The problem with most gimmick episodes is that the central conceit dominates too much of the proceedings. Rififi’s half-hour heist scene famously features no music or dialogue, and while the silence is definitely integral to its success, it doesn’t constantly call attention to the fact that it’s shot with only natural sound. “Method Not Allowed” isn’t as seamless. After some point, it becomes irritably noticeable that characters aren’t speaking, especially in situations when they otherwise would be. It’s a neat idea and an interesting challenge, but it’s unsustainable when it becomes the operating principle for every scene.
With that said, the no-dialogue aspect mostly works for the Elliot-Darlene part of the episode. Esmail mines a lot of tension out of very standard heist elements — distracting the guards, turning off the security cameras, swiping fingerprints, etc. — and always modulates the visually inert hacking sequences with external threats, such as a ticking clock or the potential for capture.
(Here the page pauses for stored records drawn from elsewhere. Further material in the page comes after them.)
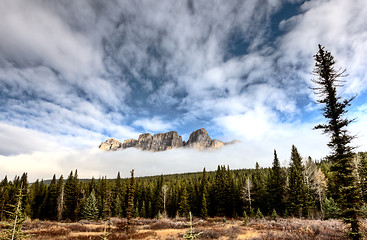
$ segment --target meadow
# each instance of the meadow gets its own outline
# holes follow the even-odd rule
[[[197,239],[348,239],[347,227],[340,220],[310,220],[299,218],[242,219],[208,218],[193,219],[194,233],[200,233]],[[362,222],[366,234],[367,222]],[[31,234],[29,240],[99,240],[99,239],[185,239],[189,231],[186,218],[133,219],[127,230],[127,220],[112,218],[110,221],[56,222],[28,220],[23,231]],[[188,239],[186,237],[186,239]]]

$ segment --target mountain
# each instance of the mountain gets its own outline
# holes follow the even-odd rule
[[[233,141],[230,143],[233,143]],[[116,151],[135,147],[141,150],[158,152],[181,147],[196,148],[199,150],[218,149],[226,144],[229,143],[211,139],[208,132],[204,128],[201,128],[192,132],[187,142],[183,141],[182,137],[178,135],[177,132],[171,131],[154,134],[153,136],[150,133],[144,133],[139,135],[138,140],[127,139],[123,143],[111,138],[102,142],[99,148],[104,151]]]

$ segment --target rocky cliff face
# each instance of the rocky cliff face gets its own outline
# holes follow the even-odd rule
[[[106,142],[103,142],[99,145],[99,148],[105,151],[116,151],[117,149],[121,148],[122,144],[117,141],[116,139],[107,139]]]
[[[126,149],[135,147],[141,150],[148,151],[165,151],[172,148],[196,148],[199,150],[204,149],[217,149],[227,143],[223,143],[216,139],[211,139],[209,134],[204,128],[196,130],[190,134],[187,142],[182,141],[182,137],[175,131],[167,133],[158,133],[153,136],[150,133],[141,134],[138,140],[127,139],[124,143],[121,143],[115,139],[108,139],[99,145],[101,150],[110,151],[117,149]]]
[[[158,133],[153,135],[153,141],[151,145],[152,151],[164,151],[167,149],[182,147],[182,137],[175,131],[168,133]]]

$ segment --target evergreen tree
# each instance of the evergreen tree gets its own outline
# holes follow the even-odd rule
[[[105,199],[103,201],[103,214],[102,214],[103,219],[109,220],[111,218],[112,216],[111,205],[112,205],[111,191],[107,190]]]
[[[44,184],[43,180],[39,182],[37,179],[36,182],[32,184],[28,197],[31,207],[31,218],[44,219],[46,191],[46,185]]]
[[[9,212],[11,223],[7,226],[8,228],[2,231],[0,234],[0,240],[19,240],[29,237],[22,231],[22,226],[26,217],[23,212],[23,182],[20,184],[18,194],[16,195],[17,202],[15,205],[11,205],[12,211]]]
[[[112,201],[112,216],[122,217],[122,200],[121,194],[117,194]]]
[[[57,180],[56,175],[52,177],[51,183],[48,187],[46,198],[45,198],[45,218],[49,220],[57,219]]]
[[[120,172],[118,172],[115,179],[115,186],[112,190],[112,216],[122,217],[123,216],[123,197],[124,190],[122,186],[122,179],[120,177]]]
[[[319,124],[315,129],[323,130],[330,136],[328,146],[331,154],[328,159],[332,162],[334,188],[332,191],[337,202],[342,206],[343,220],[351,226],[350,236],[352,239],[360,239],[359,209],[361,207],[360,189],[356,182],[353,165],[353,147],[350,146],[354,136],[347,131],[348,125],[353,121],[344,117],[346,108],[354,99],[341,100],[337,96],[336,88],[342,86],[340,80],[345,71],[334,68],[335,60],[330,52],[324,47],[318,46],[319,50],[314,56],[316,61],[313,73],[317,76],[313,79],[317,87],[313,88],[320,98],[318,103],[324,104],[323,116],[327,119],[326,124]]]
[[[140,217],[142,218],[146,218],[147,217],[147,210],[146,210],[146,206],[145,206],[145,201],[143,201],[143,204],[141,206],[140,212],[139,212]]]
[[[0,221],[5,219],[5,205],[9,201],[10,183],[8,177],[5,176],[0,183]]]
[[[85,199],[83,209],[81,211],[82,218],[87,220],[97,220],[98,218],[97,199],[94,190]]]
[[[203,175],[201,178],[201,193],[200,216],[205,219],[208,217],[208,177],[205,168],[203,169]]]
[[[304,166],[297,148],[292,145],[291,162],[289,167],[289,213],[302,216],[307,210],[307,188],[304,180]]]
[[[79,186],[78,186],[78,174],[75,170],[75,174],[71,171],[69,177],[66,179],[64,188],[64,219],[76,220],[78,216],[79,206]]]
[[[201,210],[200,210],[200,216],[204,219],[208,217],[208,204],[207,204],[207,195],[208,191],[206,190],[206,187],[203,188],[203,195],[201,197]]]
[[[234,209],[233,179],[231,178],[229,168],[218,166],[214,181],[214,196],[212,199],[214,215],[232,217]]]
[[[128,204],[127,204],[127,230],[132,224],[131,218],[134,214],[134,196],[135,196],[135,181],[134,181],[134,169],[130,171],[130,183],[129,183],[129,193],[128,193]]]
[[[190,205],[189,205],[189,196],[188,196],[188,193],[187,193],[187,190],[186,190],[186,186],[182,187],[178,212],[184,217],[189,216]]]
[[[274,150],[274,161],[268,180],[268,212],[272,209],[277,213],[284,212],[285,184],[285,171],[280,167],[277,152]]]
[[[358,174],[361,183],[362,199],[364,203],[367,203],[367,153],[360,152],[356,158],[359,160]]]
[[[263,171],[260,169],[259,163],[256,162],[254,174],[252,174],[252,198],[253,208],[260,208],[264,213],[266,212],[266,183]]]

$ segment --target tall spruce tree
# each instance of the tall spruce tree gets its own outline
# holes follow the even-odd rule
[[[323,115],[327,123],[315,126],[315,129],[323,130],[324,134],[330,136],[328,146],[331,148],[331,154],[328,159],[332,162],[331,171],[333,172],[334,188],[337,202],[340,203],[343,210],[343,220],[351,225],[349,233],[352,239],[360,239],[359,231],[359,209],[361,206],[360,189],[356,183],[356,176],[353,165],[353,147],[350,146],[354,136],[346,129],[353,121],[344,117],[347,113],[346,108],[354,99],[344,99],[337,96],[337,87],[343,86],[344,71],[336,70],[334,57],[326,51],[321,45],[314,56],[316,61],[313,74],[317,77],[312,82],[317,85],[313,88],[316,95],[319,96],[318,103],[323,104]]]
[[[130,171],[130,183],[129,183],[129,193],[127,200],[127,225],[126,230],[128,231],[132,224],[132,217],[134,213],[134,196],[135,196],[135,180],[134,180],[134,169]]]
[[[83,209],[81,211],[82,218],[87,220],[97,220],[98,218],[97,199],[95,196],[94,189],[85,199]]]
[[[56,220],[57,218],[57,180],[54,174],[51,183],[48,187],[45,199],[45,218],[49,220]]]
[[[78,205],[79,205],[79,183],[78,183],[78,173],[75,170],[75,174],[70,172],[69,177],[66,179],[64,188],[64,219],[76,220],[78,215]]]
[[[307,213],[307,187],[304,179],[304,166],[297,148],[292,145],[291,162],[289,166],[288,201],[289,213],[302,216]]]
[[[274,150],[274,161],[268,181],[268,212],[275,209],[277,213],[284,213],[285,171],[281,168],[277,152]]]
[[[0,221],[5,218],[5,206],[9,200],[11,185],[8,182],[8,177],[5,176],[4,180],[0,183]]]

Quayle’s score may occasionally gild the lily, as if Esmail was worried that certain moments wouldn’t be tense without his help, but it’s a small price to pay for what’s otherwise very solid directorial work.
However, the actual heist sequence frequently beggars belief. I’m generally not one to point out logic holes because I tend to take most events at face value, but there are a few moments here that really stretch Mr. Robot’s conception of realism. It’s one thing for the security guard not to notice Elliot as he runs through the lobby. It’s another thing entirely for him not to notice him and Darlene in the server room, both completely visible, as he’s inspecting it. While I sincerely enjoyed Elliot’s Manhattan chase, which takes him through Central Park and along the Upper West Side, you really have to buy that Elliot could evade two cops and multiple patrol cars on foot for that long. Still, it’s worth it for that shot of Elliot and Darlene holding hands on the gearshift, a reaffirmation of a sibling bond.
The episode’s lack of dialogue doesn’t serve the other storylines as well. Philip Price receives the time and location of the Deus Group meeting through a series of coded messages. Dom surveys the burnt Dark Army van and then hacks the police intel for Janet. Both stories are fine on their face, but they’re made all the more awkward because no one speaks. Crime scenes, police stations, Christmas Day celebrations — these are settings where people aren’t typically silent. I understand why they can’t speak for the purpose of the episode, and I’m certainly willing to suspend disbelief, but it throws the gimmick into such a belabored register. It would have been much more believable and preferable if Esmail relegated the conceit to Elliot and Darlene’s scenes instead of the entire episode.
The episode ends in the middle of Christmas Day. The Deus Group will meet at 9 p.m. Elliot and Darlene have the Cyprus National Bank information. Dom has now been tasked with catching them before it’s too late. And Vera … well, he’s still out there plotting something. What a glorious, joyous holiday it will be.
• Darlene uses the alias “Dolores Haze,” which is the real name of Humbert Humbert’s object of affection in Lolita.
• The guards were watching Die Hard at their desk because it’s Christmas and of course they are.
• Music corner: There’s plenty of Christmas music this week. Some highlights include Frank Sinatra’s “Mistletoe and Holly,” Bob Dylan’s “Do You Hear What I Hear?,” and Cassietta George’s “Silent Night.” Plus, one of the cops surveying the burnt van has Meghan Trainor’s “All About That Bass” as their ringtone, which Dom uses to her advantage.